Philipp88 hat geschrieben:Aber sei dir immer sicher: Dein Partner liebt dich sehr, es ist für ihn enorm wichtig dich als Partner zu haben, Gerade ich den schweren Zeiten. Dann kann (Kann!) er es nicht zeigen, (obwohl er es gerne möchte). Mache ihm klar, dass du diese schwere Zeit mit ihm durchstehen wirst. Dies ist ein Enorm wichtiger Faktor für den Depressiven, diese Phasen durchzustehen. Zu wissen, dass jemand da ist, dass er nicht alleine ist.) Für mich ist eine feste Umarmung sehr hilfreich, auch wenn vielleicht von mir keine Reaktion kommt. Keine Worte, nur das Zeichen dass du für ihn da bist.
Das finde ich auch sehr wichtig. Und mir würde es, denke ich, auch helfen.
Philipp88 hat geschrieben:Wenn es möglich ist nimm Druck von ihm oder unterstütze ihn, dass der Druck auf ihn weniger wird. Durch, Verantwortung, sind oft Auslöser einer depressiven Phase. Hilf ihm, zu ordnen was er alles tun muss, oder eben nicht tun muss.
Das finde ich auch hilfreich. Einfach dieses Prioritäten setzen, was wirklich wichtig ist und was nicht.

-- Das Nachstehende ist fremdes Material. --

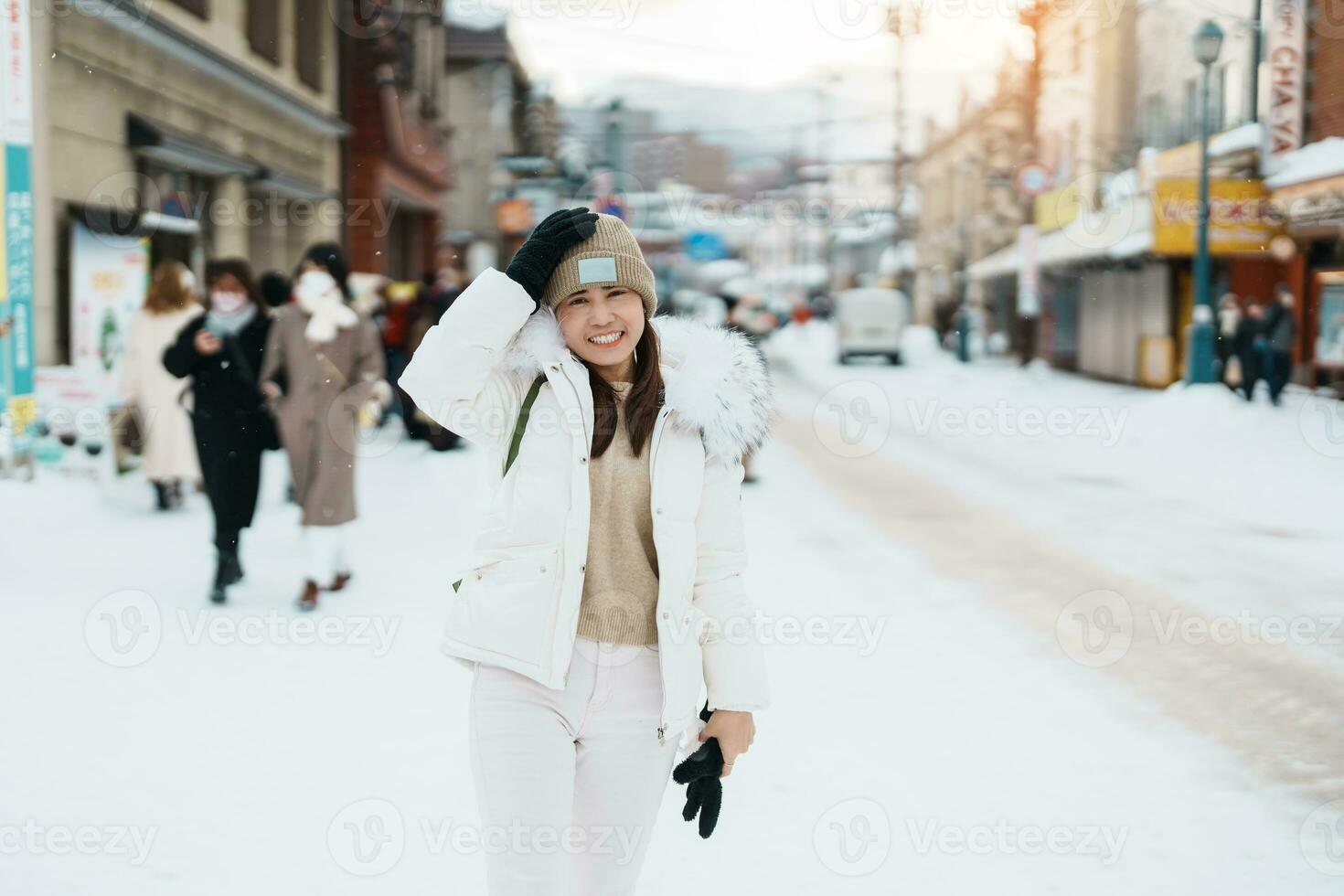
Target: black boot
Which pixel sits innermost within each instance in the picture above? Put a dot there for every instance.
(229, 559)
(230, 567)
(217, 590)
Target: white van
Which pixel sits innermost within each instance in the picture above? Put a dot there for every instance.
(869, 321)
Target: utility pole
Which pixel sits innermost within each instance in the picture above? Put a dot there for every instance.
(903, 22)
(1029, 283)
(1255, 26)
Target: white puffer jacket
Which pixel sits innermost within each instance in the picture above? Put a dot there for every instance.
(519, 602)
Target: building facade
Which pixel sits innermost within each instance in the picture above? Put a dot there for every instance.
(397, 165)
(208, 128)
(968, 205)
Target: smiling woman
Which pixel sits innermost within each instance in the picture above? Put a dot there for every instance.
(608, 589)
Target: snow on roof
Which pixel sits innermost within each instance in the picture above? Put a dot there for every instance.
(1313, 162)
(1249, 136)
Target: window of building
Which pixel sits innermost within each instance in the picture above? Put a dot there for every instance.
(263, 28)
(309, 35)
(1217, 98)
(195, 7)
(1155, 121)
(1189, 121)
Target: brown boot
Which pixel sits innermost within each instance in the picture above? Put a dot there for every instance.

Entscheidungen zu treffen ist bei mir immer wieder eine riesen Überforderung (meistens eher die kleineren Entscheidungen im Alltag), und dadurch dass ich schlecht Prioritäten setzen kann, habe ich oft die Situation, dass ich allein daran verzweifle, dass ich nicht weiß, was ich jetzt machen soll, weil alles gleich wichtig erscheint.
Es gab mal diesen Thread hier, vielleicht hilft der euch auch weiter:
https://www.diskussionsforum-depression ... 57&t=35827" onclick="window.open(this.href);return false;
Liebe Grüße und einen schönen Sonntag noch!